Aos 24 anos, David ganhava muito bem e, à época, isso bastava-lhe. “Estava porreiro”, como me disse. Não pensava muito nas vantagens ou desvantagens deste tipo de indústria. Tinha trabalho. Mais houvesse, mais gente se empregava.
David:
Eu num momento estava a ganhar 900€ por mês, e no momento a seguir estava a ganhar 2500€ e a gerir uma equipa de 20 pessoas, com carro.
Em 2008, a Mohave iniciou um ambicioso estudo geosísmico em 3D, no subsolo de Torres Vedras, Mafra e mais tarde Aljubarrota. A intenção era rastrear o subsolo de mais de 50 mil propriedades, numa área de quase 300 quilómetros quadrados.

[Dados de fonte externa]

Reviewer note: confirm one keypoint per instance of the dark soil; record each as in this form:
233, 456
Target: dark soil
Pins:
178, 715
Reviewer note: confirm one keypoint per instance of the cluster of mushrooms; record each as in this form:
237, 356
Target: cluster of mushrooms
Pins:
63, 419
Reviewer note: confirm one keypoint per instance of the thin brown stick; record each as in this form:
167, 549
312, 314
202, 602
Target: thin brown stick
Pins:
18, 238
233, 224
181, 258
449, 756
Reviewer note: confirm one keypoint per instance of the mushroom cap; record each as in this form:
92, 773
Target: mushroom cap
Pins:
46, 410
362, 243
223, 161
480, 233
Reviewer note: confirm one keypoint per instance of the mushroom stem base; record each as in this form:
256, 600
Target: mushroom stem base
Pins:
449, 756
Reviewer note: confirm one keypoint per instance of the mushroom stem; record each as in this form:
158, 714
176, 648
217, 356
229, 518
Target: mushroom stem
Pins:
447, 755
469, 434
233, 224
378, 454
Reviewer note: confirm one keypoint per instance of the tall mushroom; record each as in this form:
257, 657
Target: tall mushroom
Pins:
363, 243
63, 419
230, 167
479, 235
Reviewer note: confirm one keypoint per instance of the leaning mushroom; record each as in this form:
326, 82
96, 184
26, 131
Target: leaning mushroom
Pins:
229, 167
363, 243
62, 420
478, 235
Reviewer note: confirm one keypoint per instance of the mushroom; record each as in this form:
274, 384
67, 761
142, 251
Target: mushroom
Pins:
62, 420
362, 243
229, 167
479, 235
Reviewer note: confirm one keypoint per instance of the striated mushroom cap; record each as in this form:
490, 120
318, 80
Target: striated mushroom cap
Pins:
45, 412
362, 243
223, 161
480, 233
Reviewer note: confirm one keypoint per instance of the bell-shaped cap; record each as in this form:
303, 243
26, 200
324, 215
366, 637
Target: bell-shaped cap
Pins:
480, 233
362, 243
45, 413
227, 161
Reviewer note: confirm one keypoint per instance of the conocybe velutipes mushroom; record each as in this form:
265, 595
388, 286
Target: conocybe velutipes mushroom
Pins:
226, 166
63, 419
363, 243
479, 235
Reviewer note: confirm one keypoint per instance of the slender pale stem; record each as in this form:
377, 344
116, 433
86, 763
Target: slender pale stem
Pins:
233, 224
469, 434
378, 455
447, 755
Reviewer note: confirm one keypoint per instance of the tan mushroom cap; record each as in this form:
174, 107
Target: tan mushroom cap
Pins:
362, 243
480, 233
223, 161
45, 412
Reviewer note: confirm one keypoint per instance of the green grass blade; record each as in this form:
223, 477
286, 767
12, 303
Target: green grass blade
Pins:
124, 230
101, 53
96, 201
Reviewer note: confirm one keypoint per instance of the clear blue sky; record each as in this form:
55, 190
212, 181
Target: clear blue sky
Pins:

David: Como é que tu fazes um estudo de geosísmica? Tu emites um sinal, ou seja emites um pancada, uma onda sísmica, e tens um conjunto de microfones que ouvem a captação dessa onda sísmica, certo? Exactamente um microfone.
Pedro: A ressonância.
David: Exacto. E conforme os estrato geológico onde essa onda bate, ela, primeiro, volta acima mais rapidamente quanto mais perto é essa nova parte geológica, e depois muda de sinal conforme o tipo de material que ultrapassou.
Esta espécie de radiografia minuciosa é necessária para se perceber o tipo de rocha que há debaixo da terra, que forma e extensão têm essas camadas e se, entre elas, há formações que possam conter petróleo ou gás.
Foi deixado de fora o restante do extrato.